The NIESR paper predicts that Cameron's drastic cuts to migration would lower GDP per capita by 2.7% over the same period, noting that, on average, migrants are fiscal contributors. This mirrors research from Corrado Giulietti which shows that migrants pay more in tax than they receive in benefits and public service usage.

With the UK's aging population, the NIESR also noted that reducing tax contributions from working migrants would cause public spending as a portion of GDP to rise by 1.4%. James P. Smith writes more fully about taxpayer effects of immigration, and finds that it benefits economies in the long-term.

Higher taxes would also have a knock-on effect on household finances; the NIESR predicts that net wages would be slashed by 3.3%. Giovanni Peri discusses how immigration affects the wages of native workers in more detail, with evidence to suggest that it can boost productivity and wages in the long-term.

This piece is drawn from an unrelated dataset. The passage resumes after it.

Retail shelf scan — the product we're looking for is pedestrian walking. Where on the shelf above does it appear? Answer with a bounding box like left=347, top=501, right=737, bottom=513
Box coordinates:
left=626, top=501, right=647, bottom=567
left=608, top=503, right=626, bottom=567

According to the Office for National Statistics (ONS), migration to the UK was largely driven by countries in the European Union (EU), which allows free movement of labor across its member states.

The EU’s open borders are currently hampering Cameron’s attempts at reaching his migration target; however, James Hampshire of the Sussex Centre for Migration Research asserts that such borders are fundamental.

Writing for a publication by Chatham House, Hampshire said that undoing free movement of workers would reduce the talent pool available to UK businesses, and could ultimately be “the undoing of the EU.”

Evidence suggests that migration barriers are not the most effective way to regulate national fiscal outcomes. Holger Hinte posits that more active integration strategies can result in the strongest economic benefits.

Voters may accuse immigrants of weakening employment prospects and welfare for natives, but large quantities of empirical evidence suggests otherwise.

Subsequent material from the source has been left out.